WASHINGTON (JTA) — Bill Clinton cited the incitement against Yitzhak Rabin prior to his assassination as a precedent for increased ultranationalist sentiment today.
In remarks Thursday at the Bookings Institution in Washington, on the occasion of a book launch for Itamar Rabinovich’s “Yitzhak Rabin: Soldier, Leader, Statesman,” the former president said that Rabin was subjected to a “relentless assault on his legitimacy” that presaged the battles raging around the world today.
“There were even two rabbis who purported to come up with religious justifications that would permit the murder of another Jew by a Jew if they were no longer a good Jew, much less a good Israeli,” Clinton said. “We all know that he was portrayed once, more than once, in Nazi uniform. There were lots of other efforts, lots of other things to delegitimize, delegitimize, delegitimize”

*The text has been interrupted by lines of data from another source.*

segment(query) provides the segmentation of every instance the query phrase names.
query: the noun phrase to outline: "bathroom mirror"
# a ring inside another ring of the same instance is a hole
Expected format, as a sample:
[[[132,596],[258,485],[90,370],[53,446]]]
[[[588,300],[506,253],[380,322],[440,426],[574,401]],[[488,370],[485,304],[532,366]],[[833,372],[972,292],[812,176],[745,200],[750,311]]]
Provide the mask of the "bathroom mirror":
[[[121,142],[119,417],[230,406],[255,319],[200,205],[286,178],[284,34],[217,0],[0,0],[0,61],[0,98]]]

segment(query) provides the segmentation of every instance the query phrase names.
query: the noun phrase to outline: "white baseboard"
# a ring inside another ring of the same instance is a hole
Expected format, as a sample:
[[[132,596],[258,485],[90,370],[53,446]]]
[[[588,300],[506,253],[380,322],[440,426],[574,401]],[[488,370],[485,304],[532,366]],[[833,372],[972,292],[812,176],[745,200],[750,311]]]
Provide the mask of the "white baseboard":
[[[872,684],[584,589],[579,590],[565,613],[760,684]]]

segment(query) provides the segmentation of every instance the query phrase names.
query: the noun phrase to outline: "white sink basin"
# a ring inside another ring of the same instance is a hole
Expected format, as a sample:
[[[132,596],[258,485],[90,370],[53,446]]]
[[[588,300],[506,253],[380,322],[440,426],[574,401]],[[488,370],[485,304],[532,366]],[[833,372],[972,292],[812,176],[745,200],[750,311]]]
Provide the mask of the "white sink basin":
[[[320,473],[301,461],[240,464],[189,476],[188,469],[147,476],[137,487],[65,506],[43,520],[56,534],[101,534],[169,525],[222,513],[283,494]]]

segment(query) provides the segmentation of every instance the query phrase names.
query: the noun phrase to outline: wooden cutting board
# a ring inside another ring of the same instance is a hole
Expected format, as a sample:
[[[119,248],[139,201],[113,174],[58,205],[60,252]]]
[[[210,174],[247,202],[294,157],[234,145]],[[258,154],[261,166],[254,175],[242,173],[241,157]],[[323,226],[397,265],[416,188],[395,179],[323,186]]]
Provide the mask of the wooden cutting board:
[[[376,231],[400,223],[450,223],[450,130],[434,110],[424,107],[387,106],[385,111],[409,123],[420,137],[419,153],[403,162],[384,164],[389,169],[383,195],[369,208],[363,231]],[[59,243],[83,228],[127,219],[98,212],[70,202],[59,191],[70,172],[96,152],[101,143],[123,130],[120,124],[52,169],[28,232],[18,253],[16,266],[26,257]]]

An extremist Jewish assassin in 1995 murdered Rabin, the prime minister who led Israel into the Oslo peace talks with the Palestinians.
“As the world has grown more interdependent, these identity conflicts have become more intense,” said Clinton, who was president at the time and who regarded Rabin as a mentor. “Once you get into an ‘us and them’ world, then of course nobody should live under the same set of rules, we should have a better set of rules that work for us and not for somebody else.”
Clinton did not name President Donald Trump, who defeated his wife, Hillary Clinton, in the November presidential election. But he appeared to allude to the outlook expressed by Stephen Bannon, Trump’s top strategic adviser, who has spoken of an alliance of economic nationalists who seek to keep immigrants out of their countries.
Rabin’s assassination “prefigured the battle that is raging across the world,” Clinton said, citing the current American political climate as one example, and Britain’s vote to leave the European Union as another. The period around the assassination was a “microcosm” of what is occurring today, he said.
“People who claim to want the nation-state are actually trying to have a pan-national movement to institutionalize separatism and division within national borders all over the world,” Clinton said. “It’s like we’re all having an identity crisis at once — and it is an inevitable consequence of the economic and social changes that have occurred at an increasingly rapid pace.”
After Clinton spoke, Martin Indyk, currently a vice-president at Brookings and formerly the U.S. ambassador to Israel, joined Rabinovich, a former diplomat and peace negotiator, and Dalia Rabin, Rabin’s daughter, in a panel discussion.